The Zeroes of p(x)" are "7,-13, and, 3+2i.
We know that the complex zero of a poly. occurs in conjugate pairs.
So, the conjugate of 3+2i, i.e, 3-2i is also a zero of p(x).

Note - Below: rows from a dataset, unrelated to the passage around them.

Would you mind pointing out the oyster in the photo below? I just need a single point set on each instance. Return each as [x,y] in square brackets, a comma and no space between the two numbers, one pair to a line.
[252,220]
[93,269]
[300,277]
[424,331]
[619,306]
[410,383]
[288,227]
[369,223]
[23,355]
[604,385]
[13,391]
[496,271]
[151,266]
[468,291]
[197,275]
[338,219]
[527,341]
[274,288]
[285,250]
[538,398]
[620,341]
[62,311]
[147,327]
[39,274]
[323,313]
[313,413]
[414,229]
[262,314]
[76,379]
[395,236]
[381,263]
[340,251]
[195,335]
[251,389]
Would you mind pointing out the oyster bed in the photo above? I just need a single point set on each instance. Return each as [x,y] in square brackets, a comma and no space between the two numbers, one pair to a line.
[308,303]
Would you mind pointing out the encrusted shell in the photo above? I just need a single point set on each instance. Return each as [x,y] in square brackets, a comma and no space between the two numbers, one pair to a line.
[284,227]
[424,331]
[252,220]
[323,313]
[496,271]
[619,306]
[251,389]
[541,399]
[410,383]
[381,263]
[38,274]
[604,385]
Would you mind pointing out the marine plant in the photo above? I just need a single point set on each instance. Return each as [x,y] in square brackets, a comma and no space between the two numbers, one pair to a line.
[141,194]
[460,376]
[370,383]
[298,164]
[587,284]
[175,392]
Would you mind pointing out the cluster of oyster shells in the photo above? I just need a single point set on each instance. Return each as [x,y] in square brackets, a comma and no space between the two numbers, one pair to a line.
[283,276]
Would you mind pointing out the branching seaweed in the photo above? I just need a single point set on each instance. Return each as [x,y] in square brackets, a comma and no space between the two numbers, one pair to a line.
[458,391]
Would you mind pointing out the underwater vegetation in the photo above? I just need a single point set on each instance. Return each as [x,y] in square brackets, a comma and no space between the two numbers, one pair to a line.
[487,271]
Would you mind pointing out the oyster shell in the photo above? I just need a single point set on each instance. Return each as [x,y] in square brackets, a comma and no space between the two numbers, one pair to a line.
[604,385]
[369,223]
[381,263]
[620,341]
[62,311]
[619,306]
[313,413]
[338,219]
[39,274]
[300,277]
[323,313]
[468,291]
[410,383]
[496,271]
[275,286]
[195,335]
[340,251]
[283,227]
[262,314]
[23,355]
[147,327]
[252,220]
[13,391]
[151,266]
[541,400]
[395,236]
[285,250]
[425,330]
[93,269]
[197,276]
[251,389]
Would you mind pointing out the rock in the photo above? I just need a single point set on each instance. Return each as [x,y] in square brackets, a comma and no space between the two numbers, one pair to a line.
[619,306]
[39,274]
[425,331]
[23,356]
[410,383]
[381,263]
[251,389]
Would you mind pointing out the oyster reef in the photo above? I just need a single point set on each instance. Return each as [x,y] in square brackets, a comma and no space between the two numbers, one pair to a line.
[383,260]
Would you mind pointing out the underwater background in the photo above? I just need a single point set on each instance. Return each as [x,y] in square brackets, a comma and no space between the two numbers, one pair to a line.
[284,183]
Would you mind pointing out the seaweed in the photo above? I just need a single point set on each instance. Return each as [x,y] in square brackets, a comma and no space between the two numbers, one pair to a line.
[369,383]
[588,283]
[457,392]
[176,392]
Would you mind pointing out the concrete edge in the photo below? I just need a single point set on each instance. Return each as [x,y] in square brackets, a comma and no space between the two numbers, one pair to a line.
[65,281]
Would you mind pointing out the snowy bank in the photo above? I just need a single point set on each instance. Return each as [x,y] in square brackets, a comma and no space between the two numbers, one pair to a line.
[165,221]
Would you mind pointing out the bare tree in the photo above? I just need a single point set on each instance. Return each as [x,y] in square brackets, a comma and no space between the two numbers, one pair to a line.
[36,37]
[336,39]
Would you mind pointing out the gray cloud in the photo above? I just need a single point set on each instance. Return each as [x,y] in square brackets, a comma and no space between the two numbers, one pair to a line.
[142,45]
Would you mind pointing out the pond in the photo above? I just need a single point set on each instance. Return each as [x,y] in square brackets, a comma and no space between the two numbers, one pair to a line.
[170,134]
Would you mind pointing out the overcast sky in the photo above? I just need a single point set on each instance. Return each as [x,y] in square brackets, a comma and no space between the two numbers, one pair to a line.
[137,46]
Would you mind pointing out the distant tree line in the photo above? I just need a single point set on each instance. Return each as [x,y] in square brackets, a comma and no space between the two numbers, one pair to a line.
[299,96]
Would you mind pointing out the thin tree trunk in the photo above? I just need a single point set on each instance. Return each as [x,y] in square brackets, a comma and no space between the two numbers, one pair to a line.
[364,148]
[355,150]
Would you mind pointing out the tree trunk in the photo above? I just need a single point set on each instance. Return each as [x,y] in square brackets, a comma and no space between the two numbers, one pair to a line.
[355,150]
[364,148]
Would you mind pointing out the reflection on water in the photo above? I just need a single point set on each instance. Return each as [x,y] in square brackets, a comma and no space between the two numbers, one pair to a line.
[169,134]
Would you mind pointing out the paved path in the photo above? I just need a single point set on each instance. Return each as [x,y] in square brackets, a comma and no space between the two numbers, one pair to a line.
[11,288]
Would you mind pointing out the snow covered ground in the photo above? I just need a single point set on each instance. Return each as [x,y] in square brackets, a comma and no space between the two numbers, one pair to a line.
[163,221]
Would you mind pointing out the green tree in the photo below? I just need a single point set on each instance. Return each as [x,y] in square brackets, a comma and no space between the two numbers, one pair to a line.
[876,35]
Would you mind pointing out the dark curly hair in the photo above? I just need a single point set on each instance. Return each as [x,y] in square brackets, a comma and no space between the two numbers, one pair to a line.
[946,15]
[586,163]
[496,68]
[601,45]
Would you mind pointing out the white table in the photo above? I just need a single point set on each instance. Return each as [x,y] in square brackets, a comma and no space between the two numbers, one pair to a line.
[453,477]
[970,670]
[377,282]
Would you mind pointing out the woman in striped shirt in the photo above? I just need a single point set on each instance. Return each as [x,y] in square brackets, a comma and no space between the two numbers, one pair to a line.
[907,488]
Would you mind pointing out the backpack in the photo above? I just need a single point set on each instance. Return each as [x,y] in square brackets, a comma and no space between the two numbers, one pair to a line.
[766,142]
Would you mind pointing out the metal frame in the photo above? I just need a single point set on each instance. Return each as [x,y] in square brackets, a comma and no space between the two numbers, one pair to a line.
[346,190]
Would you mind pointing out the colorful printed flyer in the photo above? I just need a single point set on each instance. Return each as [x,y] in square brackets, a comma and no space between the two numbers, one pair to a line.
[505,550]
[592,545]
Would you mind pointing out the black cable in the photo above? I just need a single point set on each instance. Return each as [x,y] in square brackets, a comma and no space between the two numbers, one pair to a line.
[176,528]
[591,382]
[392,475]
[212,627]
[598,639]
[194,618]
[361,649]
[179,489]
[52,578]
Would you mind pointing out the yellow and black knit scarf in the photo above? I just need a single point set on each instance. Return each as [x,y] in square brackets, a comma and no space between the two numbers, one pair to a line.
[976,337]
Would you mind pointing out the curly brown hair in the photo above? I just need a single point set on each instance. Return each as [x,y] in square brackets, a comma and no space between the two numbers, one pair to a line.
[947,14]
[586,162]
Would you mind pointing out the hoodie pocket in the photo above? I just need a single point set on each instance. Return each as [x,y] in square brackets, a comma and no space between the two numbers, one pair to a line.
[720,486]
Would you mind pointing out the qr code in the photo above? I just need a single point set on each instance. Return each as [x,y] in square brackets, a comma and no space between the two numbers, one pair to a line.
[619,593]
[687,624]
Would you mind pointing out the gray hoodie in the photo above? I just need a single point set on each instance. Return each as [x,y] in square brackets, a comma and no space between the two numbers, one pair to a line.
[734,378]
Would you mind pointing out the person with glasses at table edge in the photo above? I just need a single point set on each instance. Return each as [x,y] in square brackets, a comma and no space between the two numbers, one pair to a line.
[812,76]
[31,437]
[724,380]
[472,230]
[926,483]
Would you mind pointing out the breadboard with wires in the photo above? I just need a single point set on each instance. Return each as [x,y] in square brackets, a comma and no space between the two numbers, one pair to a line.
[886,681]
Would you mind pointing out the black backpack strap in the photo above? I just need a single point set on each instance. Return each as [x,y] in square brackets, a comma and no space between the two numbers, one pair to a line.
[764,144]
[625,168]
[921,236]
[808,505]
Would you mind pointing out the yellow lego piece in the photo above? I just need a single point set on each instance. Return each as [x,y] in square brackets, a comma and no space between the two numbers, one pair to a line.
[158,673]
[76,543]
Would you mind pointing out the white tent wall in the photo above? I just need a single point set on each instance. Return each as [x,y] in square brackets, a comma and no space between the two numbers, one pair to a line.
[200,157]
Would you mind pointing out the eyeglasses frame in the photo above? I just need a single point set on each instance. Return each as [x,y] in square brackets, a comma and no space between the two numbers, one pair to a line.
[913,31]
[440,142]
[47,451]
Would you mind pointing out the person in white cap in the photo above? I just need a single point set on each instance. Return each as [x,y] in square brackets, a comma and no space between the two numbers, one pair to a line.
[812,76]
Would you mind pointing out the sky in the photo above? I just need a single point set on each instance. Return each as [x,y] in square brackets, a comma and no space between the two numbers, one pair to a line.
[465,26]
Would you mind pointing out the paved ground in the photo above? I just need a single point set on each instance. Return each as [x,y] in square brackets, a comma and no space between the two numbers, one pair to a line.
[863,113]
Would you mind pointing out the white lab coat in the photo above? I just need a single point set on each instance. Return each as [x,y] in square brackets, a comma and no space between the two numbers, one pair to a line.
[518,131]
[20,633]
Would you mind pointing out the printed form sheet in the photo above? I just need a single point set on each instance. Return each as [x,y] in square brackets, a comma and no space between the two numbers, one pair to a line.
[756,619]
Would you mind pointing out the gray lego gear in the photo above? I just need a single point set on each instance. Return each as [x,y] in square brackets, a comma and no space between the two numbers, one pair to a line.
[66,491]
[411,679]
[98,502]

In all, thus, we have 4 zeroes of p(x), meaning that p(x) must
be of degree 4, having factors, derived using the zeroes,
(x-7), (x+13), (x-3-2i), & (x-3+2i).
We conclude that,
p(x)=k(x-7)(x+13)(x-3-2i)(x-3+2i), k in CC-{0}
=k(x^2+6x-91){(x-3)^2-(2i)^2}
=k(x^2+6x-91){x^2-6x+9-4i^2}
=k(x^2+6x-91){x^2-6x+9-4(-1)}
=k(x^2+6x-91)(x^2-6x+13)
=-k{6x+(x^2-91)}{6x-(x^2+13)}
=-k{(6x)^2+6x(x^2-91-x^2-13)-(x^2-91)(x^2+13)}
=-k{36x^2-624x-(x^4-78x^2-1183)}
-k(114x^2-624x-x^4+1183)
:. p(x)=k(x^4-114x^2+624x-1183), k in CC-{0}.